TeenSafe, a mobile teen-monitoring app for iOS and Android that lets parents monitor their kids phone and browsing activity, has accidentally exposed the personal data of tens of thousands of accounts in a misconfigured Amazon Web Services S3 bucket.
UK-based security researcher Robert Wiggins discovered TeenSafe had inadvertently left two unprotected servers hosted on Amazon’s cloud without a password that could be accessed by anyone with the right URL, ZDNet reports.
Wiggins told ZDNet that one of the exposed servers contained a trove of personal information including parental email addresses, Apple ID information such as emails and plaintext passwords, the name of the teen’s device and the phone’s unique identifier. The other leaky server seemed to contain test data. The servers did not contain content data such as photos or messages, or the locations of parents or children.
The leaky servers contained at least 10,200 records from the past three months that listed customers’ data - some of which were duplicates. After ZDNet alerted TeenSafe, both the servers were moved offline.
"We have taken action to close one of our servers to the public and begun alerting customers that could potentially be impacted," a TeenSafe spokesperson told ZDNet.
Billing itself as a “secure” monitoring app for both iOS and Android, the TeenSafe app requires two-factor authentication to be turned off. This could present the perfect opportunity for an attacker to use the exposed credentials to break into their account and steal more valuable data, mount phishing attacks and more.
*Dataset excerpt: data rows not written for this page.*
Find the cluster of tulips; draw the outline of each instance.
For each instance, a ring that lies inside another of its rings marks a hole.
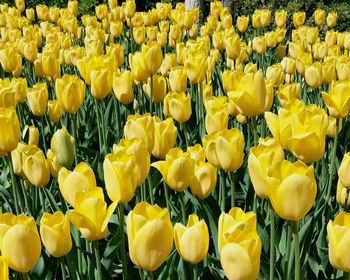
[[[15,4],[0,5],[0,279],[350,279],[336,13]]]

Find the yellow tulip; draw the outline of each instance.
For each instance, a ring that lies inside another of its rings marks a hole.
[[[191,96],[184,92],[170,92],[164,98],[164,115],[171,116],[180,123],[189,120],[192,114]]]
[[[327,16],[327,25],[330,28],[333,28],[337,24],[337,13],[330,12]]]
[[[169,71],[176,65],[176,54],[166,53],[163,59],[162,65],[160,66],[159,72],[163,76],[168,76]],[[186,73],[184,74],[186,77]]]
[[[248,24],[249,24],[249,17],[246,16],[239,16],[237,18],[237,28],[239,30],[239,32],[245,32],[248,28]]]
[[[254,29],[259,29],[261,25],[261,20],[260,20],[260,10],[255,10],[253,15],[252,15],[252,25]]]
[[[265,33],[266,43],[269,48],[276,47],[278,43],[278,34],[275,31],[270,31]],[[254,45],[253,45],[254,48]]]
[[[26,9],[26,17],[29,21],[33,21],[35,19],[35,11],[33,8]]]
[[[308,44],[314,44],[318,39],[318,27],[308,27],[306,32],[306,40]]]
[[[0,214],[0,227],[3,229],[0,249],[9,267],[18,272],[29,272],[41,253],[40,237],[33,217]]]
[[[128,214],[126,226],[130,259],[140,268],[155,271],[173,247],[168,209],[140,202]]]
[[[338,80],[350,80],[350,59],[339,57],[336,62]]]
[[[208,161],[216,168],[234,171],[243,164],[244,135],[237,128],[206,135],[203,145]]]
[[[326,33],[325,42],[328,45],[328,48],[335,46],[337,44],[338,32],[330,29]]]
[[[57,123],[63,115],[63,109],[58,100],[49,100],[47,102],[47,112],[50,121]]]
[[[269,9],[260,10],[260,22],[261,26],[265,27],[270,24],[271,21],[271,11]]]
[[[18,53],[13,47],[5,47],[0,50],[0,63],[5,72],[15,72],[22,67],[22,59],[18,60]]]
[[[137,82],[145,82],[149,77],[146,62],[141,52],[129,54],[130,69],[134,80]]]
[[[187,78],[194,84],[204,81],[208,70],[207,54],[202,50],[190,49],[185,55],[185,70]]]
[[[231,36],[225,36],[224,45],[227,57],[230,59],[237,59],[241,53],[241,41],[237,33]]]
[[[350,81],[332,81],[329,92],[322,92],[322,98],[332,117],[346,117],[350,109]]]
[[[286,46],[278,45],[276,48],[276,56],[278,59],[282,60],[286,56]]]
[[[52,22],[57,22],[60,17],[60,9],[58,7],[50,7],[49,17]]]
[[[57,181],[63,198],[73,207],[76,204],[76,193],[96,188],[95,174],[85,162],[79,163],[73,171],[63,167],[58,173]]]
[[[336,68],[335,59],[329,59],[321,64],[322,69],[322,83],[329,84],[335,80]]]
[[[0,108],[0,154],[16,149],[20,137],[20,125],[14,108]]]
[[[287,20],[287,12],[285,10],[280,10],[275,13],[275,22],[277,27],[285,28]]]
[[[335,138],[336,124],[337,124],[338,133],[339,133],[343,128],[342,119],[339,119],[339,122],[337,122],[336,118],[328,116],[328,127],[327,127],[327,136],[328,137]]]
[[[9,280],[9,266],[7,259],[4,256],[0,256],[0,278],[3,280]]]
[[[259,140],[259,145],[250,148],[248,170],[254,190],[259,197],[268,198],[267,170],[272,165],[282,162],[284,152],[273,138]]]
[[[236,76],[232,91],[227,95],[237,106],[239,113],[256,116],[270,110],[273,103],[273,88],[265,82],[262,70]]]
[[[266,69],[266,79],[274,86],[278,87],[284,82],[284,72],[281,64],[273,64]]]
[[[40,236],[46,250],[56,258],[68,254],[72,248],[69,220],[61,211],[43,214]]]
[[[47,150],[46,157],[49,163],[51,176],[58,178],[58,173],[63,166],[59,164],[56,155],[50,149]]]
[[[158,169],[167,185],[182,192],[191,183],[193,177],[194,162],[189,152],[183,152],[180,148],[172,148],[165,156],[165,161],[157,161],[151,166]]]
[[[61,75],[60,62],[54,53],[43,53],[42,67],[44,74],[51,78],[58,78]]]
[[[200,161],[205,161],[205,150],[201,144],[195,144],[194,146],[187,147],[187,152],[190,153],[190,157],[198,163]]]
[[[257,36],[253,38],[253,50],[259,54],[263,54],[266,51],[267,41],[265,36]]]
[[[95,241],[106,236],[108,222],[116,207],[117,202],[113,202],[107,208],[103,190],[96,187],[77,192],[74,210],[69,210],[67,216],[86,240]]]
[[[122,104],[130,104],[134,100],[133,77],[130,71],[125,70],[113,74],[113,93]]]
[[[322,84],[322,68],[318,62],[308,66],[305,70],[305,81],[312,88],[318,88]]]
[[[283,160],[270,167],[267,176],[269,199],[275,212],[289,221],[304,218],[316,199],[314,167]]]
[[[188,216],[187,226],[175,224],[174,241],[176,250],[183,260],[197,264],[208,254],[208,226],[204,220],[199,220],[196,214],[191,214]]]
[[[350,272],[349,252],[346,250],[349,245],[350,214],[340,212],[334,221],[327,225],[328,254],[329,261],[336,269]]]
[[[154,147],[154,120],[150,114],[129,115],[124,126],[124,136],[128,140],[140,138],[151,154]]]
[[[146,40],[146,28],[144,26],[135,27],[132,30],[134,41],[138,45],[142,45]]]
[[[34,116],[43,116],[46,112],[49,93],[46,83],[35,84],[28,88],[27,102]]]
[[[55,92],[57,100],[67,113],[76,113],[85,97],[85,84],[74,75],[63,75],[56,79]]]
[[[212,100],[212,102],[205,103],[205,130],[207,134],[211,134],[228,126],[229,108],[227,102],[220,102],[220,99]]]
[[[189,150],[187,149],[187,151]],[[190,183],[190,188],[193,195],[199,197],[200,199],[207,198],[215,189],[216,181],[217,169],[211,163],[204,161],[195,162],[193,177]]]
[[[16,5],[16,8],[21,12],[23,12],[26,7],[24,0],[15,0],[15,5]]]
[[[15,93],[11,86],[0,89],[0,107],[16,107]]]
[[[24,178],[23,166],[22,166],[22,154],[28,149],[28,145],[24,142],[18,143],[15,150],[11,152],[11,160],[13,164],[13,172]]]
[[[350,205],[349,190],[343,186],[340,179],[337,184],[336,200],[343,207]]]
[[[91,95],[99,100],[103,100],[112,92],[112,72],[107,69],[92,70]]]
[[[177,129],[172,118],[162,121],[157,116],[154,120],[154,147],[152,155],[164,159],[165,155],[176,144]]]
[[[214,31],[212,35],[213,47],[219,51],[225,49],[225,33],[223,31]]]
[[[326,20],[326,11],[317,9],[315,11],[315,23],[317,26],[322,25]]]
[[[70,168],[74,161],[75,139],[68,133],[65,127],[56,130],[51,138],[51,150],[55,154],[59,164]]]
[[[315,59],[320,60],[327,56],[328,45],[326,42],[317,42],[312,46],[312,52]]]
[[[153,75],[148,78],[146,84],[146,93],[151,96],[151,79],[152,79],[152,100],[153,102],[162,102],[164,100],[167,88],[166,80],[162,75]]]
[[[305,12],[296,12],[293,14],[293,24],[296,28],[302,26],[305,22]]]
[[[281,84],[277,96],[282,105],[292,102],[300,97],[301,85],[300,83]]]
[[[184,66],[175,66],[169,72],[169,85],[173,92],[185,92],[187,89],[187,76]]]
[[[123,2],[124,14],[128,18],[132,18],[136,12],[136,3],[134,0],[127,0]]]
[[[23,103],[27,98],[27,79],[13,78],[11,80],[11,86],[15,93],[16,101]]]
[[[347,189],[350,189],[349,170],[350,170],[350,152],[344,155],[343,160],[338,169],[339,181]]]
[[[163,62],[162,49],[159,44],[149,42],[146,45],[142,45],[141,54],[145,62],[146,71],[150,75],[156,74]]]
[[[32,125],[32,126],[25,125],[23,132],[22,132],[22,138],[27,139],[28,145],[38,146],[39,129],[37,127],[35,127],[34,125]]]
TeenSafe allows parents to monitor their child’s devices for all text messages, including those deleted, messages sent by third-party services such as WhatsApp and Kik Messenger, current location and history of the phone’s location, call logs, contacts, browsing history and list of applications installed. Although teen monitoring apps are controversial and privacy invasive, TeenSafe allows parents to collect this trove of data without the permission of their children.
It also claims to employ “industry-leading SSL and vormetric data encryption to secure your child’s data. Your child’s data is encrypted —and remains encrypted— until delivered to you, the parent.”
“It is absolutely shocking that a company that promotes security and protecting your most valuable assets, your children, have completely left sensitive data unsecured and available to cybercriminals who will abuse it,” Joseph Carson, chief security scientist at Thycotic, told Threatpost.
“The ironic thing is that they require two-factor authentication to be turned off (yes turned OFF), and that they store passwords in clear text. It’s surprising that companies still do such irresponsible actions against cybersecurity best practices.”